Qué categoría corresponde a las armas ahora reconocidas sigue clasificado. Esto también significa que no debe confundirse cualquier vehículo secreto estadounidense con esas armas. El conocido X-37B, por ejemplo, es un avión espacial militar reutilizable que realiza misiones orbitales, pero Washington no lo ha identificado como uno de los sistemas mencionados por Meink. Lo que sí ha cambiado es el lenguaje.
Victoria Samson, de Secure World Foundation, explicó a Reuters que Washington ha pasado de evitar hablar de capacidades contraespaciales a reconocer directamente que posee armas en órbita. La Space Force realizó además recientemente su mayor ejercicio orbital hasta ahora, Apollo Maneuvers, con múltiples satélites y participación de socios internacionales y comerciales. Hay una razón por la que esta confesión importa ahora © U.S. Space Force.

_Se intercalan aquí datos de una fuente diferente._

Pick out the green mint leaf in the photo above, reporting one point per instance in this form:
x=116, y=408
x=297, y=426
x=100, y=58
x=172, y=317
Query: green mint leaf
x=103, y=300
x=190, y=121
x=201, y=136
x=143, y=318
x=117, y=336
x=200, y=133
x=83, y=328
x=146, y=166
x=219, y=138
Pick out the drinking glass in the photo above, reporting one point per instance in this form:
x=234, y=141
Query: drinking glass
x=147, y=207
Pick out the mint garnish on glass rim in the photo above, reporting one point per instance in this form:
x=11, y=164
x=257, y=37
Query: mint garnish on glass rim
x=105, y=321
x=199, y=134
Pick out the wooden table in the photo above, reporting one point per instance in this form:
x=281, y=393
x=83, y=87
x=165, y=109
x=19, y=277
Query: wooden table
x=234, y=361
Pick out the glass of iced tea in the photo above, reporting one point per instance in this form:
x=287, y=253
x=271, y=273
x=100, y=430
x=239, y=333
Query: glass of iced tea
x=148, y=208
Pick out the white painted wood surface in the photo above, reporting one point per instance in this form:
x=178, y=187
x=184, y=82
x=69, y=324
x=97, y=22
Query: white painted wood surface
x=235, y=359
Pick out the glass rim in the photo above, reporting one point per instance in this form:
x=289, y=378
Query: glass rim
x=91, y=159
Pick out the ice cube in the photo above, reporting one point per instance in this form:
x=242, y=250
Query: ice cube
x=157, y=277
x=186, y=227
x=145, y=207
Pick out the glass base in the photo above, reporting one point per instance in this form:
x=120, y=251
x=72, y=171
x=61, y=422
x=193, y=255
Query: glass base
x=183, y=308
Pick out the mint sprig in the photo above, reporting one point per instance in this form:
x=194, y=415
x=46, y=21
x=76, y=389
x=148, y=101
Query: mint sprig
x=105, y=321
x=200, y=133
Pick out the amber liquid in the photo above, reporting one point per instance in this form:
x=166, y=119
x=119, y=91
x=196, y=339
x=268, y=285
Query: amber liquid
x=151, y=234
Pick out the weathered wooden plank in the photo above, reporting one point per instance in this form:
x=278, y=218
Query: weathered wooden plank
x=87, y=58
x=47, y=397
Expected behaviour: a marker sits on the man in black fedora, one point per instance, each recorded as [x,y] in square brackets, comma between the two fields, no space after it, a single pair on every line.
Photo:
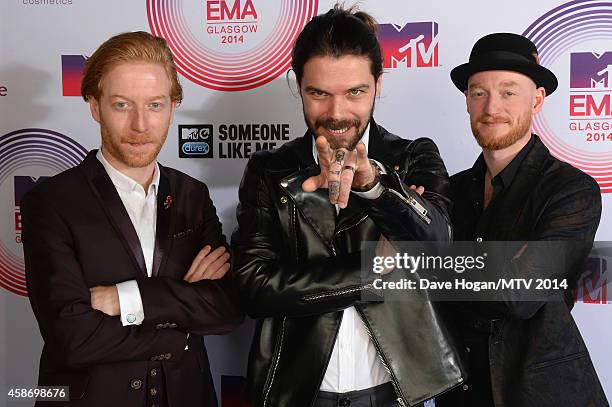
[521,353]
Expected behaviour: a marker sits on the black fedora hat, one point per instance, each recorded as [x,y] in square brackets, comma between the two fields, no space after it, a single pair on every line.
[508,52]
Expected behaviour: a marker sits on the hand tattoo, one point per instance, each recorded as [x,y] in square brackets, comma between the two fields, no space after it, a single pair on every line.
[339,157]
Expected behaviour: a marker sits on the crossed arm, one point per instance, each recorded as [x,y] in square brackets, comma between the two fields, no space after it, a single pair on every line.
[79,334]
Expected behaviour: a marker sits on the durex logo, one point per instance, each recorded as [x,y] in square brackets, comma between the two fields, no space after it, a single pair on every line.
[195,141]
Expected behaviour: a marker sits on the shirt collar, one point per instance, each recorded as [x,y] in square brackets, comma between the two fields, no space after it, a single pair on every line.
[122,181]
[365,139]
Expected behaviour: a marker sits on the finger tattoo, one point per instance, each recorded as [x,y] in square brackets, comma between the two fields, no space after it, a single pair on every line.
[334,188]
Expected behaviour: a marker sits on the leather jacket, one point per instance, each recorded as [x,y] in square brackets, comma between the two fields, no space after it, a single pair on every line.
[298,265]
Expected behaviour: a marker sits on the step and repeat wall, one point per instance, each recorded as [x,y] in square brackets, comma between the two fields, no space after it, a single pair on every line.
[233,57]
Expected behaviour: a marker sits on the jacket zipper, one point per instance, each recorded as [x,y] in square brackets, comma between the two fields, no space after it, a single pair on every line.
[398,392]
[276,360]
[414,204]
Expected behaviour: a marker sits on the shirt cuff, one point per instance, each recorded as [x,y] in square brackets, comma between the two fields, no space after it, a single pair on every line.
[377,189]
[130,303]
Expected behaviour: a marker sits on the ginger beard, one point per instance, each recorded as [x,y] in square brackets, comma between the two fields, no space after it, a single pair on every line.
[143,153]
[489,140]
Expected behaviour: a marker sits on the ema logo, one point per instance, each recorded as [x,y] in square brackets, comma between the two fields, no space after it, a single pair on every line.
[415,45]
[230,45]
[231,24]
[589,70]
[576,121]
[590,90]
[195,141]
[72,72]
[28,157]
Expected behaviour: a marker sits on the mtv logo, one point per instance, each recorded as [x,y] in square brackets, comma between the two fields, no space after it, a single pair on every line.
[593,285]
[23,184]
[410,46]
[195,133]
[591,70]
[72,72]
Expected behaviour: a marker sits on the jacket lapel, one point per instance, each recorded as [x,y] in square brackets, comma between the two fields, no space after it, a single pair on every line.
[106,192]
[511,209]
[165,208]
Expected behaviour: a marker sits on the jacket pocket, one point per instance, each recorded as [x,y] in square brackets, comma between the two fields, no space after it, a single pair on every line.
[275,361]
[556,361]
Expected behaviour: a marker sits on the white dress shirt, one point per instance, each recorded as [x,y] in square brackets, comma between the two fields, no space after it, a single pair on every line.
[354,364]
[142,210]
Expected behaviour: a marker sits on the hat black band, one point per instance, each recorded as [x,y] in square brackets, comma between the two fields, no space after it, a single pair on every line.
[503,55]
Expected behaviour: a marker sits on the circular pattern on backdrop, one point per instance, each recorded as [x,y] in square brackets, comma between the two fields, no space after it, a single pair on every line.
[555,34]
[229,71]
[27,148]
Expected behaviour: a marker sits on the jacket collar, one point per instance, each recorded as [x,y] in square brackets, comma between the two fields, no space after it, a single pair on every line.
[105,191]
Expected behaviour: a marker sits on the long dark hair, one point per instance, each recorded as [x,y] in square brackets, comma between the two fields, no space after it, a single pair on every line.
[336,33]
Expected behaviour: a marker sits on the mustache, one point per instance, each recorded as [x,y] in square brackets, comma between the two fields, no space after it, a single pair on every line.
[334,124]
[492,119]
[137,141]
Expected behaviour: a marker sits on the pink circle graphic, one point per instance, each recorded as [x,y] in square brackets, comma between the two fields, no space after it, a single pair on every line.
[555,34]
[230,71]
[20,149]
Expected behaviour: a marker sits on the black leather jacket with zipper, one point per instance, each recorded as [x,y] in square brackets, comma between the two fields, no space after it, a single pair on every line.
[298,265]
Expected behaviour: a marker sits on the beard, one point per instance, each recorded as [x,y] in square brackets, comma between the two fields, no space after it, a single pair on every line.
[117,149]
[517,131]
[335,143]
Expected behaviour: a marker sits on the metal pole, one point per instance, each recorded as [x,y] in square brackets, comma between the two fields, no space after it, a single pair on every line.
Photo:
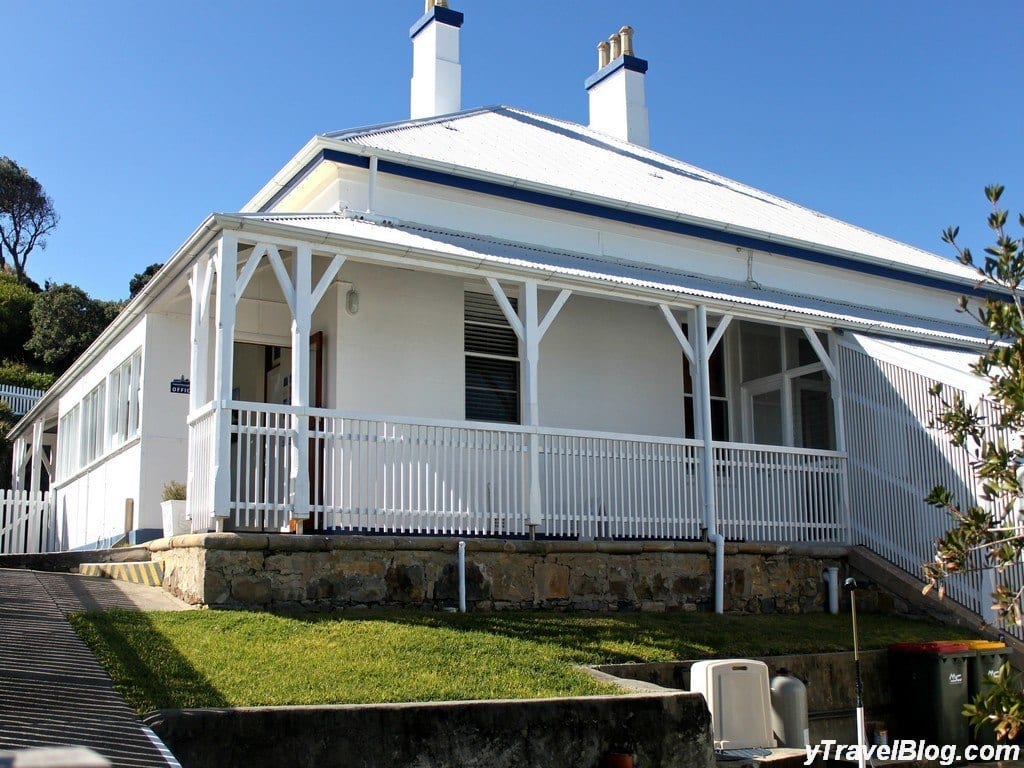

Los satélites dejaron hace tiempo de ser simples repetidores flotando pacíficamente sobre la Tierra. GPS, comunicaciones militares, alerta de misiles, inteligencia y coordinación de operaciones dependen de ellos. Estados Unidos sostiene que China y Rusia han desarrollado capacidades capaces de amenazar esa infraestructura, y presenta sus nuevos sistemas como parte de una estrategia de disuasión y defensa. Pekín respondió pidiendo a Washington que detenga su expansión militar en el espacio y advirtió del riesgo de alimentar una carrera armamentística; Moscú también criticó el anuncio y reclamó nuevas restricciones internacionales .
Son posiciones oficiales de ambos gobiernos, no una descripción independiente de las intenciones estadounidenses. El anuncio tampoco significa automáticamente que Estados Unidos haya violado el Tratado del Espacio Exterior de 1967 . El acuerdo prohíbe colocar en órbita armas nucleares u otras armas de destrucción masiva, pero no contiene una prohibición general equivalente sobre toda arma convencional situada en órbita. Ahí está precisamente la zona más incómoda.
Las tres principales potencias espaciales llevan años desarrollando satélites maniobrables y tecnologías capaces de interferir con naves ajenas, pero hasta ahora ningún país conocido ha atacado físicamente el satélite de otro durante un conflicto. Estados Unidos acaba de retirar una parte del velo: ya sabemos oficialmente que hay armas estadounidenses orbitando sobre nuestras cabezas. Lo que todavía permanece clasificado es quizá lo más importante de todo: qué ocurre cuando reciben la orden de utilizarlas.